TRAIN stalled on disagreements over coal tax

MANILA, Philippines — The expected approval of the so-called tax reform bill was delayed last night, apparently by a last-minute disagreement over exempting local coal from the proposed higher levy.

As of 9 p.m., the House of Representatives-Senate conference on the bill officially called Tax Reform for Acceleration and Inclusion (TRAIN) was still deadlocked.

It was not clear if the two chambers could approve the proposed law before they start their month-long Christmas vacation today.

If they failed to pass it, this means that unless President Duterte calls lawmakers to a special session before the end of the year, the administration’s target of having the proposed tax law take effect on Jan. 1, 2018 or in two weeks would not be attained.

The major features of the measure are the imposition of a P6 tax on diesel, kerosene, cooking gas and bunker fuel for electricity over a three year period up to 2020, increase in the levies on other oil products like gasoline and reduction in income tax.

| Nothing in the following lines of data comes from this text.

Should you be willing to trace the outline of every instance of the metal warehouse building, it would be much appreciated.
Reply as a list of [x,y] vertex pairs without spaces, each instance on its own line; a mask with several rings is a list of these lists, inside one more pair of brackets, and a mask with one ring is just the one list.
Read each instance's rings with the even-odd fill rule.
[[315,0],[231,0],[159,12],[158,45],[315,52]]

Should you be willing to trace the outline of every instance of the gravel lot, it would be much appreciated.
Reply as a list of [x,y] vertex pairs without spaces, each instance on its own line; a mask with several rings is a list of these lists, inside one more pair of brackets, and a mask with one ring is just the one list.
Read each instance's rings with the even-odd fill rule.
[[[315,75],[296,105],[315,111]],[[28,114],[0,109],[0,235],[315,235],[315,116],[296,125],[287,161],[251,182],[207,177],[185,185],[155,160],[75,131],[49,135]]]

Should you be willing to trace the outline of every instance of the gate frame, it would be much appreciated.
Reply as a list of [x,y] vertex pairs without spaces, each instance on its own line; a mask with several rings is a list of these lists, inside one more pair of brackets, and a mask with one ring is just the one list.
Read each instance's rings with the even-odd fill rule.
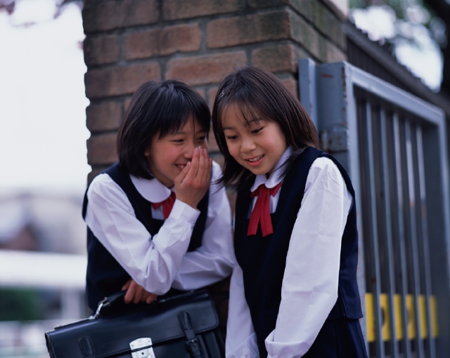
[[[331,143],[333,155],[347,171],[356,197],[356,207],[361,206],[361,168],[356,118],[355,87],[372,96],[390,102],[431,126],[423,133],[423,162],[428,178],[438,178],[439,185],[425,181],[426,210],[431,262],[431,284],[436,296],[439,335],[435,340],[436,357],[450,356],[450,190],[449,187],[449,160],[446,147],[446,121],[440,108],[398,88],[348,62],[316,65],[311,59],[299,61],[299,91],[300,101],[313,120],[322,142]],[[369,166],[372,164],[368,164]],[[407,180],[407,178],[406,178]],[[373,187],[371,186],[371,187]],[[419,203],[420,204],[420,203]],[[362,216],[358,216],[359,254],[357,271],[363,312],[365,310],[366,289],[364,245],[375,248],[378,243],[364,242]],[[372,225],[373,226],[373,225]],[[376,235],[376,227],[375,227]],[[376,240],[376,236],[375,236]],[[436,239],[439,238],[439,239]],[[373,267],[380,277],[379,267]],[[381,339],[381,310],[378,303],[380,279],[375,280],[374,307],[377,356],[385,357]],[[392,307],[392,306],[391,306]],[[392,314],[391,314],[392,316]],[[417,320],[417,319],[416,319]],[[366,337],[366,320],[361,319],[361,329]],[[417,324],[416,324],[417,326]],[[393,328],[393,327],[392,327]],[[392,329],[391,329],[391,331]],[[429,331],[429,334],[431,332]],[[367,340],[366,340],[367,341]],[[434,350],[434,347],[433,347]],[[409,354],[406,354],[408,356]],[[432,355],[434,355],[432,354]]]

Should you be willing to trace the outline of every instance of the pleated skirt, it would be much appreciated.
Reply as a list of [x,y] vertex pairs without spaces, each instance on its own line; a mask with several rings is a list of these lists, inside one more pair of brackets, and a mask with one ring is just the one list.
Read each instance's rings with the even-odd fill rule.
[[359,319],[328,319],[303,358],[367,358]]

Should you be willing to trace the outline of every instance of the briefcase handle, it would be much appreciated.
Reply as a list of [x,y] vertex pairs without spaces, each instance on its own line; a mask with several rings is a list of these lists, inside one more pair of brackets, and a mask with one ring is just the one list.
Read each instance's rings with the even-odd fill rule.
[[125,297],[125,293],[127,293],[127,290],[119,291],[115,293],[112,293],[112,295],[108,296],[108,297],[105,297],[105,298],[103,298],[98,303],[97,310],[91,318],[98,318],[101,315],[102,308],[114,305],[114,303],[115,303],[116,302],[119,302],[121,300],[123,300],[124,297]]
[[[126,293],[127,293],[127,290],[119,291],[117,292],[112,293],[112,295],[105,297],[105,298],[103,298],[102,300],[101,300],[98,303],[97,310],[96,311],[94,314],[91,316],[90,319],[93,319],[98,318],[101,314],[101,310],[103,308],[111,307],[120,302],[123,302],[124,298],[125,297]],[[158,305],[158,304],[162,303],[163,302],[187,298],[188,297],[191,296],[192,295],[201,295],[204,293],[207,293],[209,295],[209,293],[207,293],[207,290],[205,290],[205,289],[200,289],[199,290],[188,291],[183,293],[174,295],[169,297],[162,296],[161,298],[161,296],[160,296],[158,298],[157,300],[155,300],[155,301],[153,302],[153,303],[152,303],[152,305],[155,305],[155,304]]]

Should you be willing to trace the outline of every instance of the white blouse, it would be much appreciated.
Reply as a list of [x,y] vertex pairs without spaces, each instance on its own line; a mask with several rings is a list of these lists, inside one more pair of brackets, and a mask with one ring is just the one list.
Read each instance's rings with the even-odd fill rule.
[[[263,183],[269,188],[278,185],[283,178],[281,171],[276,169],[291,152],[290,148],[286,150],[268,179],[257,175],[252,192]],[[280,192],[270,197],[271,213],[276,209]],[[341,239],[352,202],[352,195],[333,161],[316,159],[308,173],[290,236],[276,327],[265,340],[269,358],[303,356],[334,306],[338,299]],[[226,331],[226,358],[259,357],[244,295],[243,272],[236,261]]]
[[[220,178],[213,161],[212,183]],[[165,200],[170,190],[158,179],[130,175],[136,190],[153,203]],[[173,188],[172,188],[173,189]],[[214,185],[210,200],[202,246],[186,252],[200,211],[176,200],[170,215],[153,238],[136,219],[128,197],[105,173],[97,175],[87,192],[85,221],[94,234],[136,283],[163,295],[171,287],[199,289],[226,277],[233,263],[231,211],[225,190]],[[164,219],[162,206],[152,216]]]

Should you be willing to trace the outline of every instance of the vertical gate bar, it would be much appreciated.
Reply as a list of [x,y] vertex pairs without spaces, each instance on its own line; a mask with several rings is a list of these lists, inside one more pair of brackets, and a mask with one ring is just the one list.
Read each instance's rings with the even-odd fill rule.
[[394,274],[394,248],[392,246],[392,225],[391,223],[391,206],[390,206],[390,190],[389,185],[389,167],[387,163],[387,134],[386,128],[386,112],[382,107],[380,109],[380,128],[381,140],[381,168],[382,175],[382,190],[384,191],[383,201],[385,222],[386,223],[386,248],[387,251],[387,274],[389,286],[389,324],[390,325],[390,348],[391,358],[399,357],[399,348],[397,343],[397,330],[395,326],[395,315],[394,312],[395,294],[395,276]]
[[371,245],[372,246],[372,253],[373,258],[372,260],[372,272],[375,275],[375,279],[372,279],[371,285],[372,286],[372,293],[373,295],[373,307],[375,309],[375,351],[378,358],[385,358],[385,345],[381,335],[381,326],[382,321],[382,315],[380,305],[380,262],[379,262],[379,251],[378,251],[378,230],[377,227],[377,208],[375,199],[375,164],[373,162],[373,140],[372,138],[372,108],[368,100],[366,102],[365,108],[365,119],[366,119],[366,168],[369,180],[370,193],[368,197],[370,200],[369,208],[370,215],[370,230],[371,230]]
[[416,193],[414,180],[414,163],[413,160],[413,143],[411,140],[411,128],[409,121],[405,121],[405,139],[406,145],[406,170],[408,173],[408,194],[409,196],[409,224],[411,229],[411,248],[412,256],[413,279],[414,290],[414,315],[416,317],[416,343],[417,344],[416,357],[424,358],[423,342],[422,341],[420,325],[419,319],[420,317],[419,310],[419,296],[420,295],[420,276],[419,268],[419,253],[417,237],[417,225],[416,223]]
[[406,248],[405,244],[404,218],[403,216],[403,178],[401,174],[401,153],[400,148],[400,124],[399,115],[394,113],[392,117],[394,130],[394,147],[395,151],[395,177],[397,179],[397,207],[399,218],[399,246],[400,248],[400,261],[401,267],[401,321],[403,326],[403,355],[404,358],[411,358],[411,346],[408,339],[408,310],[406,306],[406,295],[408,294],[406,269]]
[[423,162],[423,140],[422,138],[422,127],[417,126],[416,131],[417,138],[417,158],[418,168],[419,174],[419,190],[420,193],[420,213],[422,220],[422,250],[423,250],[423,265],[425,271],[425,303],[427,310],[427,328],[428,334],[427,336],[428,349],[427,356],[430,358],[436,358],[436,347],[435,345],[435,339],[432,334],[431,324],[431,305],[430,297],[432,295],[431,288],[431,268],[430,265],[430,246],[428,244],[428,224],[427,220],[427,208],[426,208],[426,193],[425,184],[425,164]]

The bill also increases the levy on coal from P10 per metric ton to P50 next year, P100 in 2019 and P150 in 2020. 

The Senate proposed the adjustment, which is not included in the House version of TRAIN.

The original Senate proposal was P300 per metric ton, which was reduced and staggered by the conference committee that reconciled the two chambers’ versions of the bill.

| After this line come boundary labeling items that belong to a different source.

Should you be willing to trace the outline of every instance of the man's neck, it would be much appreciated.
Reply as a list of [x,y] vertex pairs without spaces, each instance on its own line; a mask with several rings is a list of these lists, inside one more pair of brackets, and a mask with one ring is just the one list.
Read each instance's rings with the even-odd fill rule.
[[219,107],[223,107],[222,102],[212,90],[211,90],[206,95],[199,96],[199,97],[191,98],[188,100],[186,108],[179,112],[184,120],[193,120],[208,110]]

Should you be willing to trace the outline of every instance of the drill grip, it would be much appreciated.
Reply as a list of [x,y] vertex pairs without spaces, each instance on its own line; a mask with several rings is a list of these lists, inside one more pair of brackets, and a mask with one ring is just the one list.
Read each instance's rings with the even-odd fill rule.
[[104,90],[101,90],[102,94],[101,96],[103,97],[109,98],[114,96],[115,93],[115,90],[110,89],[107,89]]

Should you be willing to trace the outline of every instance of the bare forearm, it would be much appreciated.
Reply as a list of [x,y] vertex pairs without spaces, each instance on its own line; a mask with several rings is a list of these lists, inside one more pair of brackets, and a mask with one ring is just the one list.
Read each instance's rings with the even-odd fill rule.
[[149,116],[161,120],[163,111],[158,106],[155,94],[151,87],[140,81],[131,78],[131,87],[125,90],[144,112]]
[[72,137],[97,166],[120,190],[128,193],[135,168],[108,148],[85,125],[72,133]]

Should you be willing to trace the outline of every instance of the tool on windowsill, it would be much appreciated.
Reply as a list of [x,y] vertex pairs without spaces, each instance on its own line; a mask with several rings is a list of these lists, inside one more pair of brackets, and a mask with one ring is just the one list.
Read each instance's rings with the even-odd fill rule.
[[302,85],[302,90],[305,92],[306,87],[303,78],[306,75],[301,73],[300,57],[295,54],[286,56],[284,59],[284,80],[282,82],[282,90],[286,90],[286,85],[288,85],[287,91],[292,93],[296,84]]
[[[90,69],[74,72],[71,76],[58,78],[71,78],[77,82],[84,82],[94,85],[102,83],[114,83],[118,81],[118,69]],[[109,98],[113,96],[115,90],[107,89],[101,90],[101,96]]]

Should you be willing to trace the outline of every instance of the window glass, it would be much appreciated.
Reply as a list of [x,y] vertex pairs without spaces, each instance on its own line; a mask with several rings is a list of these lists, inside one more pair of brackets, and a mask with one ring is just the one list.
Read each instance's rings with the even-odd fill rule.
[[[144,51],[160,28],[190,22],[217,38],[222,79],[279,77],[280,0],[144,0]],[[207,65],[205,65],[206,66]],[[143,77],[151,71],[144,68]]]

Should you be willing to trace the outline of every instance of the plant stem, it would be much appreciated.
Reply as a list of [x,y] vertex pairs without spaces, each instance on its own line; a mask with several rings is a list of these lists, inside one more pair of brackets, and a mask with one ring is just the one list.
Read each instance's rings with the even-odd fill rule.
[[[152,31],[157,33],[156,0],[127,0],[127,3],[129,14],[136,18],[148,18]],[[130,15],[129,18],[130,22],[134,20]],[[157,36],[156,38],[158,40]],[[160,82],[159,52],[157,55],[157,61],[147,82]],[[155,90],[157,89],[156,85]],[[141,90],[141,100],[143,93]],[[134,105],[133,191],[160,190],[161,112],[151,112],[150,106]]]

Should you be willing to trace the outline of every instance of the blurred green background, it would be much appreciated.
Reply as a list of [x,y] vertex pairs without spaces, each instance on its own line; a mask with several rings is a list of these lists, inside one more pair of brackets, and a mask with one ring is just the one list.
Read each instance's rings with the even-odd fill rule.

Coal is used by many power plants in the country. There is only one company mining in the Visayas.

Lawmakers sitting in the conference panel could not be reached for comment last night on their disagreement over the proposed coal tax increase.

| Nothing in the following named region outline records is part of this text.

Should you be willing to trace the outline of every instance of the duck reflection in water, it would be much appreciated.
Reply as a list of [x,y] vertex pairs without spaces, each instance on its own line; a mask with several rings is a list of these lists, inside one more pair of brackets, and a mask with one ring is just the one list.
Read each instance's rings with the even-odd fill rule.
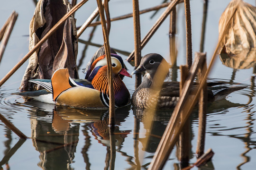
[[[35,103],[34,102],[33,103]],[[47,107],[48,109],[49,108]],[[116,141],[114,144],[116,146],[121,146],[125,138],[131,131],[119,129],[119,125],[124,121],[129,110],[129,107],[125,107],[116,111],[117,126],[113,133]],[[110,149],[108,111],[55,106],[52,110],[52,117],[49,112],[42,111],[42,108],[37,111],[33,110],[31,112],[32,138],[34,146],[40,153],[40,161],[38,165],[42,169],[73,169],[72,163],[79,142],[81,123],[83,128],[82,131],[85,136],[82,154],[86,168],[90,169],[91,165],[87,153],[91,144],[90,132],[95,137],[97,143],[106,146],[107,151]],[[106,164],[110,161],[108,153],[109,153],[108,151],[106,156]]]

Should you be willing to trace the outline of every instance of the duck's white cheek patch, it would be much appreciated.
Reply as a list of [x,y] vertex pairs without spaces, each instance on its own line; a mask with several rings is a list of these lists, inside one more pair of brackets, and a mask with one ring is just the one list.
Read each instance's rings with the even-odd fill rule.
[[148,79],[150,79],[150,75],[149,75],[149,73],[146,72],[145,75],[146,76],[146,78]]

However, broadcaster Ted Failon of dzMM informed Speaker Pantaleon Alvarez in an interview yesterday morning that the conference committee report being circulated for signature by House and Senate conferees did not reflect their agreement on Tuesday to tax both foreign and locally produced coal.

Failon claimed that the tax exemption the company mining coal in the Visayas has been enjoying since the Marcos regime was inexplicably retained in the report.

Alvarez told the broadcaster that he was not aware of the retention and that he would look into it.

“Honesty, that is questionable because it might amount to class legislation, which the Constitution does not allow. There is the issue of equal application of the law,” he said.

Before the House-Senate conference on TRAIN hit a snag, Finance Secretary Carlos Dominguez III said he was satisfied with the conference committee report on the final version of TRAIN.

He said he was still confident that the incremental revenue target of P130 billion a year could be attained despite changes made by lawmakers in the original proposal of the Department of Finance.